In a Feb. 17 filing with the U.S. District Court for the Southern District of New York, officials with the U.S. Justice Department, the U.S. Attorney for the Southern District of New York, and NASA asked the court to extend the March 8 deadline by more than four months to give ISPs, private companies and the government more time to clean up the mess. The government requested that the surrogate servers be allowed to stay in operation until July 9, 2012. The court has yet to rule on the request, a copy of which is available here (PDF).

Not everyone thinks extending the deadline is the best way to resolve the situation. In fact, security-minded folks seem dead-set against the idea. KrebOnSecurity conducted an unscientific poll earlier this month, asking readers whether they thought the government should give affected users more time to clean up infections from the malware, which can be unusually difficult to remove. Nearly 1,400 readers responded that forcing people to meet the current deadline was the best approach. The overwhelming opinion (~9:1) was against extending the March 8 deadline.

KrebsOnSecurity readers voted almost 9-1 against the idea of extending the Mar. 8 deadline.
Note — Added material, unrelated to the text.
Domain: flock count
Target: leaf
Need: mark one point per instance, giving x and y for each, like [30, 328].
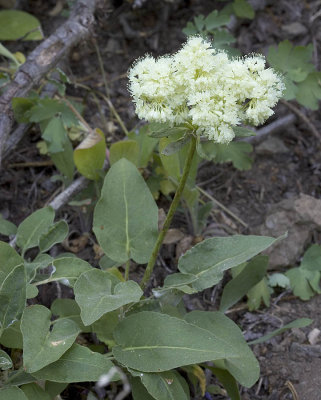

In related news, the six Estonian men arrested and accused of building and profiting from the DNSChanger botnet are expected to be extradited to face computer intrusion and conspiracy charges in the United States.  According to the Baltic Business News, an Estonian court ruled last week that the country can extradite four of the six (two were already cleared for extradition). The story notes that the final decision on the extradition will be made by the Estonian government after the court’s ruling has entered into force, but sources close to the investigation say the extraditions are all but assured.

Image courtesy Eesti Päevaleht.

Among those facing certain extradition is the alleged ringleader of the group, Vladimir Tsastsin, who for many years ran a domain registration firm called EstDomains that was heavily favored by cybercriminals. In 2008, ICANN, the nonprofit organization that oversees the domain registration industry, revoked EstDomains’s contract to sell new domain names, citing Tsastsin’s prior criminal convictions for forgery, money laundering and credit card fraud.

Tsastsin and the five others are alleged to have made at least $14 million selling hijacked search traffic from infected PCs to advertisers, and by swapping ads displayed on popular sites with their own ads. The government says Tsastsin laundered the ill-gotten gains by purchasing dozens of cars and real estate properties, including a number of empty lots. The infographic above, published by Eesti Päevaleht — Estonia’s largest daily news outlet — shows some of the properties Tsastsin (bottom right) and his compatriots were alleged to have purchased with the funds earned from the DNSChanger Trojan activities.

A copy of the indictments returned against Tsastsin and others is available here (PDF).